One of my favorite cartoons is the 1965 classic "A Charlie Brown Christmas." When Snoopy attaches every blinking light and gaudy decoration he can get his paws on to his dog house, Charlie cries, "My own dog has gone commercial. I can't stand it." It is true. The real meaning of Christmas can get lost in the chaotic clutter of shopping, spending, making exhausting preparations for the family meal.
Finally when all seems lost, Linus reminds everyone of the story of the birth of Jesus from the Gospel of Luke. "For unto you is born this day in the city of David a Savior, which is Christ the Lord. And this shall be a sign unto you; You shall find the babe wrapped in swaddling clothes, lying in a manger."
Christmas is not your birthday nor mine. Christmas is the celebration of the entrance of the Creator of the Universe into His world as an infant, born in Bethlehem. It is His birth the day of Christmas is supposed to remember.
The true miracle of Christmas is the Incarnation of the Word of God. In Jesus, God became fully human, even as Jesus was also fully divine. In the Incarnation, God’s own self came to earth as a human. I wouldn’t pretend to guess how divinity interacted with human DNA, but that’s the mystery the Virgin Birth. This is the marvelous, mysterious miracle of our Christmas celebrations.
Jesus did not have his beginning in a little Judean village. His story does not start with the stable. Jesus cannot be confined to the limitations of earthly time and space. For before the earth was…. He existed. (Decision December 1987 Philip Kelly)
There never was a time when Jesus never existed. He is God. He is Yahweh. He is Christ, the Messiah. Regardless of what you might hear about Jesus in our culture these days, He is deity. He left the expanse of heaven to dwell in the confines of human flesh, God incarnate for us.
Sorting through the stack of cards that arrived at our house this Christmas, I observed that all kinds of symbols have edged their way into the celebration. Overwhelmingly, the landscape scenes render New England towns buried in snow, usually with the added touch of a horse-drawn sleigh. Santa and reindeer shout out greetings for Christmas. Angels have made a huge comeback in recent years announcing “Fear not!” words desperately needed in a culture that is afraid to venture outside and socialize with others.
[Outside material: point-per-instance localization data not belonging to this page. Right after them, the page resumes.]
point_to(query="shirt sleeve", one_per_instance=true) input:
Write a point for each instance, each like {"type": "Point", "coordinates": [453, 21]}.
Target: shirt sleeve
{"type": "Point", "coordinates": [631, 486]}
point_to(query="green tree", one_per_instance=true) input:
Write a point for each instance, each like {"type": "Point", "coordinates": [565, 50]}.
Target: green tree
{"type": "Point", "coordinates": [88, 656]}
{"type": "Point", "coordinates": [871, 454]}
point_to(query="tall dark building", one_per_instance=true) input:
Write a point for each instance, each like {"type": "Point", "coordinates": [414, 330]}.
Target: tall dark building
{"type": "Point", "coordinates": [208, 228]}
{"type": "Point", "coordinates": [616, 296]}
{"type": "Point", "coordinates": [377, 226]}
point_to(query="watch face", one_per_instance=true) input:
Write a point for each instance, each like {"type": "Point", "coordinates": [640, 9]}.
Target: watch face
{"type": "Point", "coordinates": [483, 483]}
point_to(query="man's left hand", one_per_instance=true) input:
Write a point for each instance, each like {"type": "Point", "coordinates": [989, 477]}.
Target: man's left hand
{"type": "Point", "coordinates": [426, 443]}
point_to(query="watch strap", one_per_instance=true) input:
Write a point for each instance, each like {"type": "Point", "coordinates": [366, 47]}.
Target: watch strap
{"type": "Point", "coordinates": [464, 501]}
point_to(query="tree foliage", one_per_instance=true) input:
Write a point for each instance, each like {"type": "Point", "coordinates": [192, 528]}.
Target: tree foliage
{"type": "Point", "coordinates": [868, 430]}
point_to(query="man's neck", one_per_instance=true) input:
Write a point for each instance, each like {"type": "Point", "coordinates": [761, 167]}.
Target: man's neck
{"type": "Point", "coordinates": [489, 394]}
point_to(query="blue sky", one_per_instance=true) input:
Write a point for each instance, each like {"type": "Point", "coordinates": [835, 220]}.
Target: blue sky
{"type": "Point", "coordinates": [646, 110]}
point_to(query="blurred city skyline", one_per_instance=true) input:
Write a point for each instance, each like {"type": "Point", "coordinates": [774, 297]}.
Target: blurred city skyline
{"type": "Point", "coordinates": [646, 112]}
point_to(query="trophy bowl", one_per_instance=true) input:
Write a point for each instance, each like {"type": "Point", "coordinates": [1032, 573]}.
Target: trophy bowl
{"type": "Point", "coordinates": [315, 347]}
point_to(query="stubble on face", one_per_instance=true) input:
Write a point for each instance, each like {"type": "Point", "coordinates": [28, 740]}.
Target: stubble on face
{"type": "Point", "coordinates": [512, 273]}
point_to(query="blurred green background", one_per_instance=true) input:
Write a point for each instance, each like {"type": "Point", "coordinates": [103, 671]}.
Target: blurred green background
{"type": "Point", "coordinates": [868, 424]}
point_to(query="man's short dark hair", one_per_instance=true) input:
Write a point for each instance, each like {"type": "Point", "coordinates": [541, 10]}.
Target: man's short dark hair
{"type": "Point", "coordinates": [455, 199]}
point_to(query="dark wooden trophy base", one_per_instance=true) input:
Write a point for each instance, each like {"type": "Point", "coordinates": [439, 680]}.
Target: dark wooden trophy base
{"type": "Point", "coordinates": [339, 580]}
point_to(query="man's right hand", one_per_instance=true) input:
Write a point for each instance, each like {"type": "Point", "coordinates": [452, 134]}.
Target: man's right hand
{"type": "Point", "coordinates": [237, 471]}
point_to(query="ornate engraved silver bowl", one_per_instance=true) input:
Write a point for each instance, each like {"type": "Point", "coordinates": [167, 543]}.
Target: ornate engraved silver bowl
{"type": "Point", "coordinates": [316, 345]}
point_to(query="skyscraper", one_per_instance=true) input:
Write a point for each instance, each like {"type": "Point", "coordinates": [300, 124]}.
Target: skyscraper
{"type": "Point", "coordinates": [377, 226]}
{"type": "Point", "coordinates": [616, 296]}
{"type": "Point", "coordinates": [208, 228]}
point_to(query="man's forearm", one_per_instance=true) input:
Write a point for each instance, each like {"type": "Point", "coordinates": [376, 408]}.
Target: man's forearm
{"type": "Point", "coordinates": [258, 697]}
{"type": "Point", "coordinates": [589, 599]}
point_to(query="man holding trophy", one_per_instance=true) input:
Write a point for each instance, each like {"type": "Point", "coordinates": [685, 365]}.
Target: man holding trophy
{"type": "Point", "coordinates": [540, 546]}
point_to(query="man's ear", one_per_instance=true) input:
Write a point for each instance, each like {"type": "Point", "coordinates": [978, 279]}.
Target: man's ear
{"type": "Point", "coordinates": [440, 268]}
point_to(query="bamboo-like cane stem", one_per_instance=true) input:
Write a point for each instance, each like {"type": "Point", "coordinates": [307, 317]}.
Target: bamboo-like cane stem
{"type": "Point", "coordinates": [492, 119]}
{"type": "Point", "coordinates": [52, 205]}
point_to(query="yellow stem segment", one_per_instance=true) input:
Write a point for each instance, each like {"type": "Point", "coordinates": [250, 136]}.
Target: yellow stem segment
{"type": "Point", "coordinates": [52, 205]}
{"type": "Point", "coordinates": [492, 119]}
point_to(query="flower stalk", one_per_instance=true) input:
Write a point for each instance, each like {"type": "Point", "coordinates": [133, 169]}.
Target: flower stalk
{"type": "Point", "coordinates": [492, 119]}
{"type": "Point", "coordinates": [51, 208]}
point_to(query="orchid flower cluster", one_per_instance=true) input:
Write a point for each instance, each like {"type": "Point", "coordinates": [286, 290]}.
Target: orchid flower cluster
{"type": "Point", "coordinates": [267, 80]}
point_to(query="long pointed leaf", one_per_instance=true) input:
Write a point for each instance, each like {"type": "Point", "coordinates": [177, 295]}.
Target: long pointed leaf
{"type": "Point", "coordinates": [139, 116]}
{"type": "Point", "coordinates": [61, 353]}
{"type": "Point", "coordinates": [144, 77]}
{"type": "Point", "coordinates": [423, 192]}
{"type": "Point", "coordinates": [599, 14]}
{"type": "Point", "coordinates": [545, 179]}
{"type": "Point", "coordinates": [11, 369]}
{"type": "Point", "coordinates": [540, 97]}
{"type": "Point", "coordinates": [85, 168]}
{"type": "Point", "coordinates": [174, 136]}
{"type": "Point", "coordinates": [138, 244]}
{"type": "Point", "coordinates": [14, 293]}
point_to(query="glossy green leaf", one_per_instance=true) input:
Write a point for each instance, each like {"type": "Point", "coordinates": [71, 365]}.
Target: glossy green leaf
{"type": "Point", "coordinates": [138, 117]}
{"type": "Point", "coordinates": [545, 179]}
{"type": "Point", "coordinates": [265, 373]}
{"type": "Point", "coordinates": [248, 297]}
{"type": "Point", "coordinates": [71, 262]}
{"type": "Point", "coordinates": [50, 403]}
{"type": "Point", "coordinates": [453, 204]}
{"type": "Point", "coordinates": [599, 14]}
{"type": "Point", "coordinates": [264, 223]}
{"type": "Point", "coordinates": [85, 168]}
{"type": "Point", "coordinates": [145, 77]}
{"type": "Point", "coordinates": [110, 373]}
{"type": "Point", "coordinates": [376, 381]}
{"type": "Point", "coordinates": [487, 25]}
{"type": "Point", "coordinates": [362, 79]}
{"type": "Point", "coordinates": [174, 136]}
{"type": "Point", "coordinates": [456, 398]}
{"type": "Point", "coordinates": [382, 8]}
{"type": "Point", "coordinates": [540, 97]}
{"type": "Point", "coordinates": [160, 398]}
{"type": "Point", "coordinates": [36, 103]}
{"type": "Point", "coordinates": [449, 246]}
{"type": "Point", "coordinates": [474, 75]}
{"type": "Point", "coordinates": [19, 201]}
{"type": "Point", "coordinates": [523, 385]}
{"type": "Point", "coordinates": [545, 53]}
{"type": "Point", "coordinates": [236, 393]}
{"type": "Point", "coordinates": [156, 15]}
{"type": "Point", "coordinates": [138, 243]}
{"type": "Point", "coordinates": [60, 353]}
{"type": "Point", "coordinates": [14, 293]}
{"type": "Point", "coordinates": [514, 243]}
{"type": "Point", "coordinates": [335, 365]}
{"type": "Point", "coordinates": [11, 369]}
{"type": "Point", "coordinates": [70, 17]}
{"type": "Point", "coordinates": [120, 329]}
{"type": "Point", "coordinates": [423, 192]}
How did the child of two simple villagers end up changing history more than anyone before or since? Max Lucado in his book “God Came Near” provides and answer. “The Omnipotent, in one instant, made Himself breakable. He who had been spirit became pierceable. He who was larger than the universe became an embryo. And He who sustains the world with a word chose to be dependent upon the nourishment of a young girl. God as a fetus is a mystery beyond our understanding. Holiness sleeping in a womb. The creator of life being created.
No silk. No ivory. No hype. No party. No hoopla. Were it not for the shepherds, there would have been no reception. And were it not for a group of stargazers, there would have been no gifts.
The tiny hands of the infant Jesus just over 2000 years ago, will grasp no pen, guide no brush. No, His tiny hands are reserved for works more precious:
to touch a leper’s open wound,
to wipe a widow’s weary tear,
to claw the ground of Gethsemane.
His infant hands, so tiny, they aren’t destined to hold a scepter nor wave from a palace balcony. They are reserved instead for a Roman spike that will staple them to a Roman cross.”
The angel Gabriel promised Mary that her son “will be great.” Great enough to silence storms, banish demons, command viruses, vacate a few graves, including his own. He’s going to be great.” Call Him Jesus, the angel told Mary and Joseph because He will bring salvation and redemption to all who seek peace with God.